Awards and highlights
- 3× First-team All-IFL (2009, 2010, 2014); 2× Second-team All-IFL (2011, 2012); 2× United Bowl champion (2012, 2013); First Team CIF Southern Conference (2017); All-CIF Team (2017); CIF Offensive Player of the Year (2017); CIF champion (2017); Second-team All-Big Ten (2004);

Career Arena League statistics
- Receptions: 74
- Receiving yards: 846
- Receiving touchdowns: 16
- Stats at ArenaFan.com

= Clinton Solomon =

American football player (born 1983)

Clinton Solomon (born October 21, 1983) is an American former football wide receiver.
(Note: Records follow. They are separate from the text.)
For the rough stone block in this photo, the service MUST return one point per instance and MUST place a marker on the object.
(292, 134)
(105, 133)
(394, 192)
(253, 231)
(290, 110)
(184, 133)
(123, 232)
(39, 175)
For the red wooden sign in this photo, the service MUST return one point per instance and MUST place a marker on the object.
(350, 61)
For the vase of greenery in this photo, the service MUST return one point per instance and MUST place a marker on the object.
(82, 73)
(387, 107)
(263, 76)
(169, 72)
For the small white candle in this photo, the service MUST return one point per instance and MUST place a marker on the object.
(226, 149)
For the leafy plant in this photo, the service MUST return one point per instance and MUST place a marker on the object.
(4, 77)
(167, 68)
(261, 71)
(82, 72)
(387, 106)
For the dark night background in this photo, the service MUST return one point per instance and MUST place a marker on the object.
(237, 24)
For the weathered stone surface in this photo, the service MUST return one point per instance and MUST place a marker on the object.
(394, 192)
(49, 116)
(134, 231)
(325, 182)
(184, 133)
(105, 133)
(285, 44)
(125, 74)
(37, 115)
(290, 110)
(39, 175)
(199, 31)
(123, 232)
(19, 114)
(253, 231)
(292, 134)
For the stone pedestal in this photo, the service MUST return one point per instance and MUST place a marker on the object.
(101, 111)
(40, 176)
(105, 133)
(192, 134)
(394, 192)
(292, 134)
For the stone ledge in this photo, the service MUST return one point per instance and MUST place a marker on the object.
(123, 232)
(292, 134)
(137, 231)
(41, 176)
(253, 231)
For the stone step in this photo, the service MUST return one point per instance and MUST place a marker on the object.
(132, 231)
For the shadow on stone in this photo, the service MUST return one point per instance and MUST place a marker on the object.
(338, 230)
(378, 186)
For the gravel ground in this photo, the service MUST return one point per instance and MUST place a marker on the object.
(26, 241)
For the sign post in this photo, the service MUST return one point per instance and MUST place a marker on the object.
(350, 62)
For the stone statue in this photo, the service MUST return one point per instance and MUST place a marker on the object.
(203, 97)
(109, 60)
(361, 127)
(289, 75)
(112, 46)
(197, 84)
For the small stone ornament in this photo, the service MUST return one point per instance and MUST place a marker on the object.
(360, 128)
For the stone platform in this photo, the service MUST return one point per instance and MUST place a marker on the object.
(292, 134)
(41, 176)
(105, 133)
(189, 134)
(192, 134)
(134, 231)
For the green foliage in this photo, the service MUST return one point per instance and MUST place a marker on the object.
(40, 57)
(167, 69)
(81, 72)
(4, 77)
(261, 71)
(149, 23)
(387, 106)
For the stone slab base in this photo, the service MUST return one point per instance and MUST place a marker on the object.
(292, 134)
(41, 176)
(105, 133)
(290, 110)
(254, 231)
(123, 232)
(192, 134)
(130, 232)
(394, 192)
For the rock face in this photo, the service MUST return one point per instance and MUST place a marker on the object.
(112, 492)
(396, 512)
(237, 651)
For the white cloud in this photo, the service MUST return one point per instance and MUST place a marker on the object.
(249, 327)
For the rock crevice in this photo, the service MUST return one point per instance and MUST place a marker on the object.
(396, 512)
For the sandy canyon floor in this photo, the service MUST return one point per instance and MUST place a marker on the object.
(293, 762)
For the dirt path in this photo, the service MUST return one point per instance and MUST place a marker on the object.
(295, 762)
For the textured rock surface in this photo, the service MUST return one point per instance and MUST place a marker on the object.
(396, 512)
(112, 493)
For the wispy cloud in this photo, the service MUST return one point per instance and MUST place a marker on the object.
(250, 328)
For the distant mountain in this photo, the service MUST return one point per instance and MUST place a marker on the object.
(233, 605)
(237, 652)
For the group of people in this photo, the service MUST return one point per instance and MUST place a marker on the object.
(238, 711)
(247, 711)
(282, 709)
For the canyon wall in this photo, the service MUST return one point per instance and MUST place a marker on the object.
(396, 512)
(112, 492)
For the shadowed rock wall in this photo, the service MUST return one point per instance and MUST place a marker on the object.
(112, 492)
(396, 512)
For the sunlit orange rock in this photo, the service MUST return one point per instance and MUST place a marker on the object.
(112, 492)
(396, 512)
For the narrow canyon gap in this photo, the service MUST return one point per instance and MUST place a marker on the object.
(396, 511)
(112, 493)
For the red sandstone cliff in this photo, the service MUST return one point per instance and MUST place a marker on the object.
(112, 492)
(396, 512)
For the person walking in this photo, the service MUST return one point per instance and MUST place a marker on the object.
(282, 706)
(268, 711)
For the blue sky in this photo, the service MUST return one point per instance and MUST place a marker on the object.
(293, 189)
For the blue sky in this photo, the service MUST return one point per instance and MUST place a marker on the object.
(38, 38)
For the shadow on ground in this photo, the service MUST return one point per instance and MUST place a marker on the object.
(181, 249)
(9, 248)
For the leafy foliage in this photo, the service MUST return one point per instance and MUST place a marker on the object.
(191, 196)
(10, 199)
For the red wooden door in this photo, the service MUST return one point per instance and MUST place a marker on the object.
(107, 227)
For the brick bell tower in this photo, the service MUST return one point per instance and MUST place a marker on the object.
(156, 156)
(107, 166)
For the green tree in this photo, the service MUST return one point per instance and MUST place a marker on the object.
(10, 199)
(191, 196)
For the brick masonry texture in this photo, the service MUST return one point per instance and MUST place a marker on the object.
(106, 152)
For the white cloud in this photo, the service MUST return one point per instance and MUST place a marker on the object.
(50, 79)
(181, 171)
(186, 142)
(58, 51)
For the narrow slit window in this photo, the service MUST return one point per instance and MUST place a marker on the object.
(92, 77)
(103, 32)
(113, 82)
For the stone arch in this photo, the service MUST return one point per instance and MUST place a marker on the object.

Who last played for the Texas Revolution of Champions Indoor Football (CIF). He played college football at the University of Iowa. He is currently the head coach of the ICT Regulators of the Arena Football League (AFL).

==College career==
Solomon signed to play football for the Iowa Hawkeyes on February 1, 2002. After playing as a freshman, Solomon left Iowa due to his poor grades, and attended Iowa Central Community College during the 2003 school year, where he played for the Tritons. After the school year, Solomon returned to the Hawkeyes. Solomon returned to Iowa with a terrific junior season, earning 2nd Team All-Big Ten Conference honors.

==Professional career==
===NFL===
After going undrafted in the 2006 NFL draft, Solomon signed as an undrafted free agent with the St. Louis Rams. He was released on September 1, 2006. Solomon signed with the Tennessee Titans during the 2007 offseason, but was waived on July 25, 2007. Solomon signed with the Chicago Bears later in September, 2007.

===Wichita Wild===
After spending the entire 2008 season on the practice squad of the Chicago Rush, Solomon signed with the Wichita Wild of the Indoor Football League (IFL). Solomon was named 1st Team All-IFL, finishing fourth in both receiving yards (1,008) and receiving touchdowns (22) on the year. Solomon would once again be a 1st Team All-IFL selection in 2010, and a 2nd Team selection in 2011.

===Sioux Falls Storm===
Solomon moved on to the Sioux Falls Storm in 2012, helping the Storm win their second IFL Championship. Solomon returned to the Storm in 2013, helping them win their 3rd consecutive title.

===Texas Revolution===
Solomon joined the Texas Revolution for the 2014 season.

===San Antonio Talons===
Solomon joined the San Antonio Talons of the Arena Football League (AFL), to finish the 2014 season.

===Las Vegas Outlaws===
Solomon was assigned to the Las Vegas Outlaws in 2015. He was placed on reassigned on July 28, 2015. On July 30, 2015, he was assigned back with the Outlaws.

===Return to Texas===
In February, 2016, Solomon returned to the Texas Revolution. On February 8, 2017, Solomon re-signed with the Revolution.